1,398 reports of this reaction
3.9% of all INTERFERON BETA 1B reports
#1 most reported adverse reaction
INFLUENZA LIKE ILLNESS is the #1 most commonly reported adverse reaction for INTERFERON BETA 1B, manufactured by Bayer HealthCare Pharmaceuticals Inc.. There are 1,398 FDA adverse event reports linking INTERFERON BETA 1B to INFLUENZA LIKE ILLNESS. This represents approximately 3.9% of all 36,175 adverse event reports for this drug.
Patients taking INTERFERON BETA 1B who experience influenza like illness should discuss this symptom with their healthcare provider to determine whether it may be related to their medication and what alternatives may be available.
INFLUENZA LIKE ILLNESS is moderately reported among INTERFERON BETA 1B users, representing a notable but not dominant share of adverse events.

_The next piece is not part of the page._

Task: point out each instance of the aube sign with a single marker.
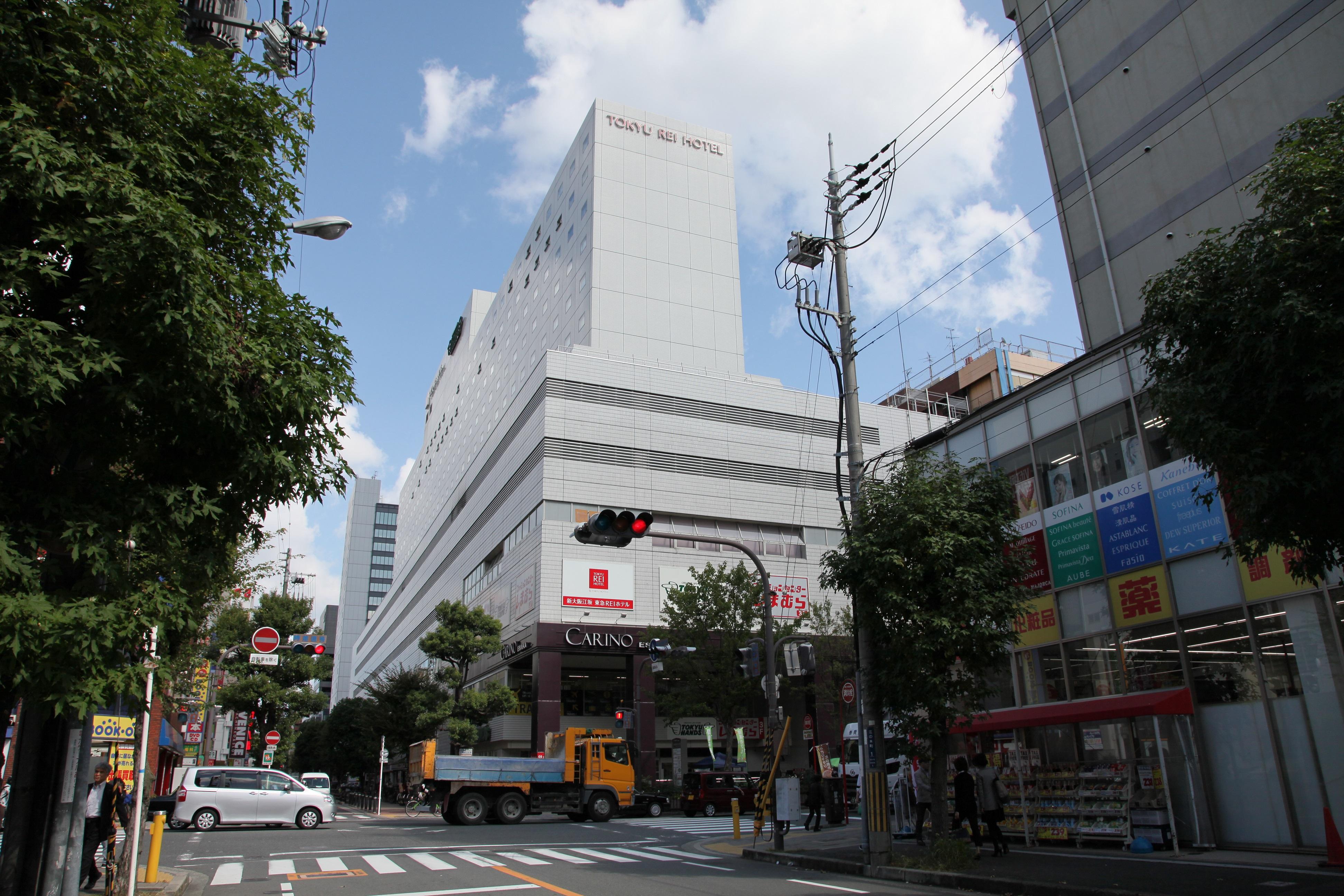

In addition to influenza like illness, the following adverse reactions have been reported for INTERFERON BETA 1B:
The following drugs have also been linked to influenza like illness in FDA adverse event reports:
INFLUENZA LIKE ILLNESS has been reported as an adverse event in 1,398 FDA reports for INTERFERON BETA 1B. This does not prove causation, but indicates an association observed in post-market surveillance data.
INFLUENZA LIKE ILLNESS accounts for approximately 3.9% of all adverse event reports for INTERFERON BETA 1B, making it one of the most commonly reported side effect.
If you experience influenza like illness while taking INTERFERON BETA 1B, contact your healthcare provider. They can evaluate whether the symptom is related to your medication and discuss potential adjustments to your treatment plan. Do not stop taking prescribed medication without consulting your doctor.